WNNA
- Beaver Springs, Pennsylvania; United States;
- Broadcast area: Lewistown, Pennsylvania
- Frequency: 106.1 MHz
- Branding: Hanna 92-97-106

Programming
- Format: Classic hits
- Affiliations: Westwood One

Ownership
- Owner: Seven Mountains Media; (Southern Belle, LLC);
- Sister stations: WRBG; WQBG; WCFT-FM;

History
- First air date: 1993 (as WWBV)
- Former call signs: WYHA (1991–1993, CP); WWBV (1993–1996); WLZS (1996–2015); WZBF (2015–2018);

Technical information
- Licensing authority: FCC
- Facility ID: 40422
- Class: A
- ERP: 175 watts
- HAAT: 400 meters (1,300 ft)
- Transmitter coordinates: 40°42′4.2″N 77°12′48.9″W﻿ / ﻿40.701167°N 77.213583°W

Links
- Public license information: Public file; LMS;
- Webcast: Listen live
- Website: hannaradio.com

= WNNA =

Radio station in Beaver Springs, Pennsylvania

WNNA (106.1 FM, "Hanna 92.3 & 106.1") is a radio station broadcasting a classic hits format. Licensed to Beaver Springs, Pennsylvania, United States, the station is currently owned by Seven Mountains Media, through licensee Southern Belle, LLC. It serves areas west of Selinsgrove. It features programming from Westwood One.

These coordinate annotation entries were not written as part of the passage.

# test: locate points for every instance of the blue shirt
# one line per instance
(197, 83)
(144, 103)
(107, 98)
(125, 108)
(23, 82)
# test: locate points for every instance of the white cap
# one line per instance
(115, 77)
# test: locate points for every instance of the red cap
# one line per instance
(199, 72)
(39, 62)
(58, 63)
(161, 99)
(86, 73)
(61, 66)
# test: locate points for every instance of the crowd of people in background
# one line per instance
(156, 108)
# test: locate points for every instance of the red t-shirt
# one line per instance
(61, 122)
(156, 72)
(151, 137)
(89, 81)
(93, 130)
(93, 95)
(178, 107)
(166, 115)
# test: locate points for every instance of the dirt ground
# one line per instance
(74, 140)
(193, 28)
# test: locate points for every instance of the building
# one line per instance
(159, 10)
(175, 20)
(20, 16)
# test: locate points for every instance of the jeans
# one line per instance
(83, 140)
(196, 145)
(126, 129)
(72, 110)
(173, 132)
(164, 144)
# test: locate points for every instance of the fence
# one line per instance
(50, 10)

It is part of a simulcast with WHNA 92.3 FM Riverside.

==History==
On March 5, 2018, WNNA changed their format from country (as "Bigfoot Country") to a simulcast of classic hits-formatted WHNA 92.3 FM Riverside.

==Coverage area==
WNNA serves the area west of WHNA, including western Snyder County, eastern Juniata County, and northern Perry County. The towns of McClure, Thompsontown, and Millerstown are included.